Excepciones ibéricas

Los gobierenos de coalición no son monolíticos pero tampoco incoherentes; Catalunya no necesita ser inventada sino estar bien gobernada por partidos responsables. En la foto la coalición precipitada entre Pedro Sánchez y Pablo Iglesias.

Hay gobiernos de coalición en prácticamente toda Europa. Muchos han tardado meses en ser investidos. El ejemplo más reciente es el de Suecia­, donde la primera ministra socialdemócrata ha ganado las elecciones pero ha dimitido porque la mayoría parlamentaria está en manos de la derecha y la extrema derecha que ha sido la segunda fuerza más votada.

Los gobiernos de coalición en Alemania, los Países Bajos y Bélgica, por poner tres ejemplos, suelen tardar mucho tiempo en alcanzar un acuerdo, pero una vez investidos se atienden a los pactos y las diferencias se dirimen puertas adentro del Consejo de Ministros. Los gobiernos de coalición no son monolíticos pero tampoco incoherentes.

La ministra de Exteriores de Alemania, Annalena Baerbock, es de los Verdes y se atiene a los compromisos adquiridos sin que disienta en público del giro que ha dado el socialdemócrata Olaf Scholz en la política de seguridad y defensa desde que empezó la guerra de Ucrania.

La excepción ibérica es más singular. El Gobierno de Pedro Sánchez es más dual que de coalición. Sus divisiones se airean en declaraciones públicas antes y después de los consejos de ministros. La guerra de Ucrania es quizás el ejemplo más paradigmático. Los electores castigan a los partidos divididos pero también a los gobiernos contradictorios.

El caso del Govern de Catalunya es todavía más extraño porque las discrepancias llegan a ataques frontales y abiertos entre ERC y Junts, olvidándose de que la prioridad debería ser gobernar el país que tenemos al margen del país ideal que quisiéramos tener.

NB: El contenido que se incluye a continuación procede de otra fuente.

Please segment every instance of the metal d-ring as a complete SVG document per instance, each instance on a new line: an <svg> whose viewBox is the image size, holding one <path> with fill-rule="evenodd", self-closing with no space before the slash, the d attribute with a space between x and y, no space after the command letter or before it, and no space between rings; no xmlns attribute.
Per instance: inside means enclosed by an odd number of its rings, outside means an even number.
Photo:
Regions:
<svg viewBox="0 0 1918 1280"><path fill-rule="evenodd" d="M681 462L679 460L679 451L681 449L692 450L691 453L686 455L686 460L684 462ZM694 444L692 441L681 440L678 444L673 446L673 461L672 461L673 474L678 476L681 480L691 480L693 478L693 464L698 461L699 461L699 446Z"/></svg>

Catalunya no necesita ser inventada sino estar bien gobernada por partidos responsables.

Se puede seguir así hasta el final de la legislatura sin que nadie dimita de nada a pesar de las discrepancias. Pero el electorado ya advierte que de lo que se trata es de conservar las cuotas de poder más que de resolver los problemas más perentorios de los ciudadanos en vísperas de entrar en el invierno del descontento.

Los gobiernos de coalición son imprescindibles cuando no hay mayorías absolutas. Pero es exigible que sean más responsables tanto en los discursos como en las acciones de gobierno. Las urnas no suelen perdonar las contradicciones.

Publicado en La Vanguardia el 23 de septiembre de 2022

  4 comentarios por “Excepciones ibéricas

  1. Estoy de acuerdo en todo lo que nos dice Lluis Foix.

    Punto y aparte, pienso que la Democracia, en lugar de unirnos para conseguir un fin común, necesario y beneficioso, para toda la sociedad humana, …. pues más bien nos divide y enfrenta lastimosamente.

    En cambio la dictadura con la Democracia orgánica, nos unía, más qie nos separaba,
    todalasociedad
    No estabamos unidos con la dictadura, pero actuabamos con la mente unida, para conseguir la democracia y la libertad.

    Ilusos de nosotros,.

  2. El Sr. Foix me ha dejado sin derecho a pataleo ninguno. Estoy totalmente de acuerdo con nuestro anfitrion.
    A todo esto el guaperas total va para presidir la internacional socialista i el noi de Pineda ara ens explicara com ha anat la cumbre sobre el clima i la campanya del top less.
    Aixo es un desgavell, un desproposit i una rampa cap a una temporada otoño-invierno que fa por nomes de pensaro.
    Bon cap de setmana
    Ah i el 1 de octubre a celebrar el primer quinqueni del 1 Oh! al mateix lloc on els de vox es van manifestar fa cuatre dies.

  3. Algú ho havia de dir…No ja un Govern, elsmembres ce qualsevol òrgan col·lectiu tenen dret a opiniar del que vulguin enel sí del propi òrgan, però, un cop aquest ha pres una decisió, tots estan obligats a respectar i a defensar els acords adoptats. Això també és democràcia.